Above: Dr. Lisa K. Bates gives a CityWise lecture at PSU's Native American Student and Community Center evaluating the Portland Housing Center's “Getting Your House In Order” program, a financial literacy course aimed at closing the racial homeownership gap.
Faculty members at TSUSP engage with communities through both research and service to address issues of social justice and diversity from a variety of perspectives.
Lisa Bates’ research area is neighborhood and housing policy and planning. Her work is particularly focused on social justice issues, including understanding how inequitable racialized outcomes may arise from institutional biases in policy implementation, and how planning can promote increased equity and opportunity. Dr. Bates’ research also describes how people of color and low-income households make decisions about housing and neighborhoods, given their perceived choices and constraints. As a planner, she engages with space and place as important to the context of decision-making and policy-making, and has conducted research in diverse settings, including post-Katrina New Orleans, Chicago, and Portland.
In Portland, Dr. Bates has served as the co-lead for the Technical Advisory Group on Equity and Civic Engagement for the Portland Plan and on the Creation Committee for the Office of Equity and Human Rights, both of which seek to address ways to dismantle institutionalized racism in city government. She has also participated in Partnership for Racial Equity, a working group convened by the Urban League of Portland, and with providing research for the Portland African-American Leadership Forum.

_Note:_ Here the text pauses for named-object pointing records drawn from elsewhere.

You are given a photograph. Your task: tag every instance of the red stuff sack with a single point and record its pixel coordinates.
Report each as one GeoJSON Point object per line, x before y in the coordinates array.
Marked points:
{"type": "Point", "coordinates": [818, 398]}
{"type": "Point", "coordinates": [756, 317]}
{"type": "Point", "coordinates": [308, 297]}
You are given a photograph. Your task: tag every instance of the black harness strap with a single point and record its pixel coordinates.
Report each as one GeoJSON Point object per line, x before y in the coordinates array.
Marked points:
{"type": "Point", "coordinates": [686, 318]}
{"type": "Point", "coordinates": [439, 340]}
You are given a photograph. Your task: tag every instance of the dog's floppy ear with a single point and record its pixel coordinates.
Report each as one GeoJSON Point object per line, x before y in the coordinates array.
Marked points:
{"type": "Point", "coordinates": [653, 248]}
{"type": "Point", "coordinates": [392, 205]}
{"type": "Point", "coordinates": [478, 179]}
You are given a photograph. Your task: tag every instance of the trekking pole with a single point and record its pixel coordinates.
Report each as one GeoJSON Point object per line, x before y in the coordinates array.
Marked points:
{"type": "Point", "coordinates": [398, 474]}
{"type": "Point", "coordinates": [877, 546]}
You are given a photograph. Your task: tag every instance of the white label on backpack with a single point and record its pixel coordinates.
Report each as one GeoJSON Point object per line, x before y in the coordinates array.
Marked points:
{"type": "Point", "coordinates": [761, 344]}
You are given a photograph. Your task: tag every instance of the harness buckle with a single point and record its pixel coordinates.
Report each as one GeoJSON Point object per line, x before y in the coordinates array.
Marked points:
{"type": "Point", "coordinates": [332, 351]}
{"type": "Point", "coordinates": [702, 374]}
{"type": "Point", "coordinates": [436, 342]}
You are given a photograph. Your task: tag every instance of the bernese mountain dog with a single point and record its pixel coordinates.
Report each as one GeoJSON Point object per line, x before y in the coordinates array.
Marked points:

Yiping Fang deepens the School's expertise in international planning. Her research has been focused on housing reform in china and the social and spatial inequality in Chinese cities between local and migrant households. China’s historic institutional discrimination and inequitable distribution of services to its residents remains a primary focus of Dr. Fang's research. She coordinates a weekly seminar on topics related to planning in China and develops exchange opportunities for students through the PSU-China Innovations in Urbanization Program. Dr. Fang teaches courses in research methods, GIS in planning, international planning, and planning in developing countries.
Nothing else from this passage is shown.